UNE HAUSSE MODÉRÉE
Selon la note de conjoncture publiée par la Direction générale de l’Économie et de la Politique fiscale (DGEPF), les effectifs de la fonction publique ont enregistré une progression notable au cours du troisième trimestre de l’année 2025. Cette évolution traduit une dynamique de renforcement de certaines administrations clés de l’État.
Une progression de 1,3 % en un trimestre
Comparativement au trimestre précédent, les effectifs globaux de la fonction publique ont augmenté de 1,3 %, soit un accroissement de 574 agents. Cette hausse, bien que modérée, marque une rupture avec la relative stabilité observée lors des périodes antérieures. Elle s’inscrit dans un contexte de rationalisation de l’administration publique et de mise en conformité des situations professionnelles des agents.
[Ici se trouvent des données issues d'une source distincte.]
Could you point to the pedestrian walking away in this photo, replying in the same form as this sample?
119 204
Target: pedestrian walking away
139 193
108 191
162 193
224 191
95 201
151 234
Des administrations inégalement concernées
L’analyse par département révèle des disparités importantes. L’Administration des Transports affiche la plus forte progression avec une hausse de 6,6 % de ses effectifs. Elle est suivie par l’Administration du Développement, qui enregistre une augmentation de 4,0 %, et par les Pouvoirs publics, avec une croissance de 3,5 %. L’Administration économique connaît également une évolution positive, bien que plus modérée, estimée à 1,7 %. Ces résultats témoignent d’un ciblage des besoins en ressources humaines dans des secteurs jugés prioritaires.
Les facteurs explicatifs de la hausse
La DGEPF souligne que cette augmentation est principalement liée à la régularisation de situations administratives longtemps en attente, ainsi qu’aux recrutements opérés au sein de certaines structures publiques. Ces mesures ont permis d’intégrer officiellement des agents déjà en activité et de renforcer les capacités opérationnelles des administrations concernées.
Evolution observée
Cette progression des effectifs apparaît justifiée au regard des missions croissantes confiées à l’administration publique. Le renforcement des secteurs des transports, du développement et de l’économie répond à des impératifs de modernisation, de pilotage des politiques publiques et d’amélioration de la qualité des services rendus aux citoyens. Dans ce sens, la hausse enregistrée au troisième trimestre 2025 s’inscrit dans une logique de consolidation plutôt que d’expansion excessive de la fonction publique.